The L.A. Department of Water and Power (LADWP) currently gets 40% of its electricity from coal plants outside of the state (California itself doesn't have any). With this move, the LADWP expects to cuts its carbon dioxide emissions by up to 60% from 1990 levels (with 1.45 million electricity customers, it's the largest city-owned utility in the nation).
Instead, about 40% of the power the city currently gets from coal will be replaced with renewable energy sources like solar and wind. The other 60% will come from natural gas, nuclear and hydro.
As a result of this decision, a proposed coal plant in Utah was canceled, as the LADWP was to be its biggest customer.
The city decided to make the switch to avoid paying more for fossil fuel electricity in the future, when carbon regulations (both California's state regulations and federal ones, like a cap-and-trade policy) increase the cost of doing business with fossil fuels. Not to mention the "costs to society," like higher medical bills for lung-related diseases such as asthma.
However, the Mayor's office noted that eliminating coal power will mean higher electricity rates in the short-term (although LADWP expects its rates to remain competitive with the rest of Southern California). Deputy Mayor David Freeman explained:
"The rates are going to go up. There is no way you can bring in renewable energy and not have some rate impact when you replace coal.
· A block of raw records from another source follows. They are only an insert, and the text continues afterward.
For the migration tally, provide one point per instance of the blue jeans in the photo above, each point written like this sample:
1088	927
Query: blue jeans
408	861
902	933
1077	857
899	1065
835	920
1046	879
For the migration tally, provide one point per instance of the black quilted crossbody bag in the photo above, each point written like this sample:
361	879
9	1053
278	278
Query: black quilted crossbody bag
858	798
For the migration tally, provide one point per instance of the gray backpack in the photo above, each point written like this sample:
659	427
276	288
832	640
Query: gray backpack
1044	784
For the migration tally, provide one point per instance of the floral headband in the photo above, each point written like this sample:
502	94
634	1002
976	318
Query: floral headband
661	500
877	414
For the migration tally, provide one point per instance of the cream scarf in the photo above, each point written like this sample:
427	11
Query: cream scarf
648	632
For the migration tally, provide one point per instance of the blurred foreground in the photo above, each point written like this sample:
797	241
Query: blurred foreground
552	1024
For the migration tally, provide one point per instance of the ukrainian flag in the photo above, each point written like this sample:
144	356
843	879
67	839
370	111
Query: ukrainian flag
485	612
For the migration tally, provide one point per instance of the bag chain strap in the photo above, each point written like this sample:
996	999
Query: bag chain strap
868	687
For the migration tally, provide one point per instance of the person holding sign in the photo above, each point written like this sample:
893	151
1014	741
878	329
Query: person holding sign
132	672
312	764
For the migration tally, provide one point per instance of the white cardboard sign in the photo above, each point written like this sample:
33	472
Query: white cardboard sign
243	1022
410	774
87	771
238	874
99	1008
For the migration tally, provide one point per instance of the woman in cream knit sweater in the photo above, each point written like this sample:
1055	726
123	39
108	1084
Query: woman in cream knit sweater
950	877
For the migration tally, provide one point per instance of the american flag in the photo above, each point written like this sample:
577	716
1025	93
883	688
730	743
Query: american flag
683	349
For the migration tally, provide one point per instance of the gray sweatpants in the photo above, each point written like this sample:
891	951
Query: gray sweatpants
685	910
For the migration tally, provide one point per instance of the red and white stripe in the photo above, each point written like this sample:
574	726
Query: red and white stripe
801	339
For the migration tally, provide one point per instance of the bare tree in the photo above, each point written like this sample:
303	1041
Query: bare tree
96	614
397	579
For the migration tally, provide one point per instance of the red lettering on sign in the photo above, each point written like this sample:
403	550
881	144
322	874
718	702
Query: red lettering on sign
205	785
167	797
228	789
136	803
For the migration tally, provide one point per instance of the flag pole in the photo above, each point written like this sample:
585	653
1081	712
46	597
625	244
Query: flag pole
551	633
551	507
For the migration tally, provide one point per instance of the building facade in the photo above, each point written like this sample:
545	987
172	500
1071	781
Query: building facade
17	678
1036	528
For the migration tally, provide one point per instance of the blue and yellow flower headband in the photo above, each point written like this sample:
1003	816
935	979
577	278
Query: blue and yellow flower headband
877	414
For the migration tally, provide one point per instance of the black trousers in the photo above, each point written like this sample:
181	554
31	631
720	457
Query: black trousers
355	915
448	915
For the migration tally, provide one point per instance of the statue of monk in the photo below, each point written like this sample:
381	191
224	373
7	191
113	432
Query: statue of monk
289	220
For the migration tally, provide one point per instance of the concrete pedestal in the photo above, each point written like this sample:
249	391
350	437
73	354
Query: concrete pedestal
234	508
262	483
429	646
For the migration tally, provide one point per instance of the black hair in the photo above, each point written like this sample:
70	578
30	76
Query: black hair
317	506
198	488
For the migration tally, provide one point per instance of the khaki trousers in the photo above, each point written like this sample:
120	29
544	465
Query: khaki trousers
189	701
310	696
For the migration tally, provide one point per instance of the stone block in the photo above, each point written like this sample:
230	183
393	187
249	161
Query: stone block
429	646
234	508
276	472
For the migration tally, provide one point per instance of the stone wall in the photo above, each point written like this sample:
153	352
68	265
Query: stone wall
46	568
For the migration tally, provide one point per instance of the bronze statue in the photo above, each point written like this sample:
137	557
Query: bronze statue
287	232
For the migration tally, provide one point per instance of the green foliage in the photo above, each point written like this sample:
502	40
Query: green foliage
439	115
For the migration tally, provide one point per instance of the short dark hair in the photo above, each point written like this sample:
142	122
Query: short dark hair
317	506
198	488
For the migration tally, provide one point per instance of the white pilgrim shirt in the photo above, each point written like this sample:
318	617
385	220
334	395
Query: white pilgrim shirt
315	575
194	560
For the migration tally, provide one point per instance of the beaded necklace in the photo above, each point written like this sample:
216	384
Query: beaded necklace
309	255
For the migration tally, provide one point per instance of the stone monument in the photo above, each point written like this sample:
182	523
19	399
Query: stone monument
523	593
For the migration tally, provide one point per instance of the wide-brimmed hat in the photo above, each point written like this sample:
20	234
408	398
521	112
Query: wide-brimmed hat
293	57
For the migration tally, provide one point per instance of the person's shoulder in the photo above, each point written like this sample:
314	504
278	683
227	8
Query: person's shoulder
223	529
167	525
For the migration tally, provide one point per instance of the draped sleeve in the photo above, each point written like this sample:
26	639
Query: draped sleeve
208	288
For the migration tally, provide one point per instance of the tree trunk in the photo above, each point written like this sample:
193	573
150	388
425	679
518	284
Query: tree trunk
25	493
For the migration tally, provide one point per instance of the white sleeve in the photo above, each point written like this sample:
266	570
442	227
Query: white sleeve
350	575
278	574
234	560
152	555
But the value to society even aside from global warming is going to be positive."This is a straightforward message that people will need to hear as cities and states continue to replace their dirty electricity sources with clean ones. There may be modest, short-term increases in electricity costs, but the long-term savings from cleaner, unlimited energy and a healthier, cleaner society will outweigh those costs - especially when combined with energy efficiency improvements (as Los Angeles is doing) to further drive down energy demand.